I groaned and sat up. “You mean . . . third grade playground bully.” We finished the sentence at the same time.
“Him! That guy. Whatever his name was. What a ginormous asshole in a pint-sized body.” I pushed myself to my feet and stumbled the rest of the way to the coffee station we set up by the door. Turned on the coffee-pod machine. It grumbled to life, as if it, too, was annoyed to be up before sunrise.
“Why does this guy bother you so much?” Cathy's voice called out over the sound of her rapid keyboard fire.
Because I admired him. Because I'm on his side. Because I wanted him . . . to like me. I opened the container from the pod-machine and poured water from the gallon jug we kept to fill it up. “He's bad for the team image and the team. His attitude sucks and he's—” Better than that.
“He seems determined to be pissed off at anyone, everyone. Even someone who?—”
A buzzing sound, sharp and nasally cut into my rant. I turned and looked.

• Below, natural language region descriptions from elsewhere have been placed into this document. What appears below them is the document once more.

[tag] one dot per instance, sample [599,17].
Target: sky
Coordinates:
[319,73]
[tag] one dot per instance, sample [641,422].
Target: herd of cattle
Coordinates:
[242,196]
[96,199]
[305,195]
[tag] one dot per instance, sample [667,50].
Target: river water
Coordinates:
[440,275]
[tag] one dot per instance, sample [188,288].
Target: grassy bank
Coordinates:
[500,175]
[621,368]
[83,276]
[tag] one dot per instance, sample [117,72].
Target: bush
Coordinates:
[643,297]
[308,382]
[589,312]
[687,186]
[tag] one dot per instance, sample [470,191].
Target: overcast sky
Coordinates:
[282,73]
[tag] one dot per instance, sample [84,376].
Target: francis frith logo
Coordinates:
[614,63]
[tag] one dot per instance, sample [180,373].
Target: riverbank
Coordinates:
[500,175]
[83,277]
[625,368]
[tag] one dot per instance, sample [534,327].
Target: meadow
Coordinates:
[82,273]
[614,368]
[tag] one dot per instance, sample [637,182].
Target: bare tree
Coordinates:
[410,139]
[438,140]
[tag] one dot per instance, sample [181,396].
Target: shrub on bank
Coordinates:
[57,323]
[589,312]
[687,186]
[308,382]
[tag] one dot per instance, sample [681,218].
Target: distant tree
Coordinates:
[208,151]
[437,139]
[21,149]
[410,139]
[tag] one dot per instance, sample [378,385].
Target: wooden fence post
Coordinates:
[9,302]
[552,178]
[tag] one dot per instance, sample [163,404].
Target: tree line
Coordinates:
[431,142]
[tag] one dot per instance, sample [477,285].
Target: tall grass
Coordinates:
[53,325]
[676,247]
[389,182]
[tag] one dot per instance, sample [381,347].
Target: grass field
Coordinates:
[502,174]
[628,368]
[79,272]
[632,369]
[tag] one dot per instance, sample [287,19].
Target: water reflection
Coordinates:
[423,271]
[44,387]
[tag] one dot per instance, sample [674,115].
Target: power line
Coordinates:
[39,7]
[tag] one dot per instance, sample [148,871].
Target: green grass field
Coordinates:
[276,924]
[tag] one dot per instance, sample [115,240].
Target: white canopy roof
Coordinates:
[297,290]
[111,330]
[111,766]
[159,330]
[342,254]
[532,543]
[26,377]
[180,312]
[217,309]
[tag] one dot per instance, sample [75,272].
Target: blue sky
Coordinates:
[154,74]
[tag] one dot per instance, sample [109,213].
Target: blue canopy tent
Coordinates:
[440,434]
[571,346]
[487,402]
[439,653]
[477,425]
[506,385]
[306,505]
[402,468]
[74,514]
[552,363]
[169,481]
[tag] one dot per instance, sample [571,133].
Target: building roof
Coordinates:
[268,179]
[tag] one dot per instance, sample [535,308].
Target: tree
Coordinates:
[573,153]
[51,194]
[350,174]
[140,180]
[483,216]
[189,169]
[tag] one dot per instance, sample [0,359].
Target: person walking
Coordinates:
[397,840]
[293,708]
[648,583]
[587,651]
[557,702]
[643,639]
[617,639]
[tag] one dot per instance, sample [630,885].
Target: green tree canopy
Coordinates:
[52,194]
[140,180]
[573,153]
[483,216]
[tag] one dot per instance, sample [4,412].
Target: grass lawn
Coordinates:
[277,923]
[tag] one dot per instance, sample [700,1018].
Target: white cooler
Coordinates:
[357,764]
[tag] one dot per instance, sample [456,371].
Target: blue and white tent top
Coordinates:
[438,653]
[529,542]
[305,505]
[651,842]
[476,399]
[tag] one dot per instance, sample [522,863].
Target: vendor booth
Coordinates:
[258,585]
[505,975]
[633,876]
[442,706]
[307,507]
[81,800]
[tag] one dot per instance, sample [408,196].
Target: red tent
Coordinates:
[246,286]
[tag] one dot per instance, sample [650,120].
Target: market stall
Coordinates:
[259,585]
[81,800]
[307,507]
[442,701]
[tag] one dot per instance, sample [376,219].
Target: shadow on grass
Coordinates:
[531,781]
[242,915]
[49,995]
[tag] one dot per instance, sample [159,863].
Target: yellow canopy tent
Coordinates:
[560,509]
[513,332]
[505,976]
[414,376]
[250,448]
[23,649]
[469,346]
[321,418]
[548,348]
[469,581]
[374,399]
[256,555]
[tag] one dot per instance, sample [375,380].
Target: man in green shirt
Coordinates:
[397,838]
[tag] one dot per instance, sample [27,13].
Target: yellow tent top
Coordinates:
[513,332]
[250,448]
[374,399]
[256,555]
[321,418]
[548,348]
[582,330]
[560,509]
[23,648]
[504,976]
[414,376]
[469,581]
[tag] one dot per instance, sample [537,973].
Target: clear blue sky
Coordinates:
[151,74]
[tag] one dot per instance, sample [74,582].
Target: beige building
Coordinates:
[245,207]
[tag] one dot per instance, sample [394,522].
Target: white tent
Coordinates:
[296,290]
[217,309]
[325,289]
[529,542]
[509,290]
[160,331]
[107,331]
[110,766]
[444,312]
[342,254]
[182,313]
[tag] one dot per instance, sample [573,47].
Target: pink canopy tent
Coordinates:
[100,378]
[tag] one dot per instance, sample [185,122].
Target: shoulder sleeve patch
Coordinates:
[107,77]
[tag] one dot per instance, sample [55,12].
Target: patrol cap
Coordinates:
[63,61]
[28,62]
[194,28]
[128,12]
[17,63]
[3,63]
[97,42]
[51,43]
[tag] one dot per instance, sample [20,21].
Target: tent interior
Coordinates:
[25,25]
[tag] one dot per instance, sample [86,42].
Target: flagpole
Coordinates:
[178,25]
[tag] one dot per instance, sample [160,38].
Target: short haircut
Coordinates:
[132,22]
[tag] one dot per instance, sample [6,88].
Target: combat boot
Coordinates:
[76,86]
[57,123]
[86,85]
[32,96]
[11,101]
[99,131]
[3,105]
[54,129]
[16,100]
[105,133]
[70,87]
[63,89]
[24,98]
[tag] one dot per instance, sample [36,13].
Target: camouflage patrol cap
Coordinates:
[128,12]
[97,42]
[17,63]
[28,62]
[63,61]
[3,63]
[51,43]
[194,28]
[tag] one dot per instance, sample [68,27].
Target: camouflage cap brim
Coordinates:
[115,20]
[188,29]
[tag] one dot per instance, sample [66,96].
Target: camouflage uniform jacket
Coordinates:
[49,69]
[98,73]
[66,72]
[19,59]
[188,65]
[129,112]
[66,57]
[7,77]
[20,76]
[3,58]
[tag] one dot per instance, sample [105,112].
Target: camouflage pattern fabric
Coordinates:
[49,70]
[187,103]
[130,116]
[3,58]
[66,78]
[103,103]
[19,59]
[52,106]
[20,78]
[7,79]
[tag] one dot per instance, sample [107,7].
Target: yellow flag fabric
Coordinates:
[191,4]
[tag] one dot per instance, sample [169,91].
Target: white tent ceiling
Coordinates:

Cathy's head leaned against the back of her chair, her neck bent at an unfortunate angle. I let out a sigh. Hit the button to fill my mug with glorious caffeine, then headed off to my room to grab a blanket. I snagged my favorite fluffy throw and returned to the living room to wrap it around Cathy's shoulders.
I sent a text back to Rivers.
Liv: Work in progress.
He sent a thumbs up in reply.
I retrieved my cup of coffee, splashed in a healthy dose of creamer and curled up on the couch. Of all the things, freshman ECON seemed like a weird choice. Stealing the test bank questions without answers was a weird choice. Was it maybe an extortion scam? Prove the hacker could get to the database and thieve questions, but if someone wanted the answers, they'd have to pay? Was it just to cause havoc? Hackers were notorious for hacking something just to prove they could.
Was it a desperate student with the skill to do it? Why the athlete angle? I closed my eyes and leaned my head back against the not-even-remotely-comfortable edge of the couch. Sleep nagged at my brain, offering to soothe the tired, burning sensation in my eyes.
“I need data . . . Back issues of the Van Weekly. I'm thinking that if I can pull the last issues from each season, I can build out a database of key metrics. Injuries, hit ratios, all kinds of stuff.”
Darkness pulled me closer. Warm, soft . . .
“Yeah, this is the worst.” Lan blew out a breath.
My heart thudded, hard. Light seeped under my eyelids. Something pushed against the warm, wonderful arms of sleep. Why was I remembering . . . Lan? Or was it just reliving the nightmare that was Schorr's anti-technology bent? Think we can safely remove him from the list of possibles. Hah, Schorr the hacker. I sighed and crossed my arms against my chest. The whir of Cathy's computer a soft hum . . .
I'm sure it's cliched in this day and age to consider athletes as all-brawn and no-brains. Even Coop stood out for his custom scouting website. Had its own searchable backend database of his and his team's stats, schedule, roster.
I blinked my eyes open. Oh no. He wouldn't, would he?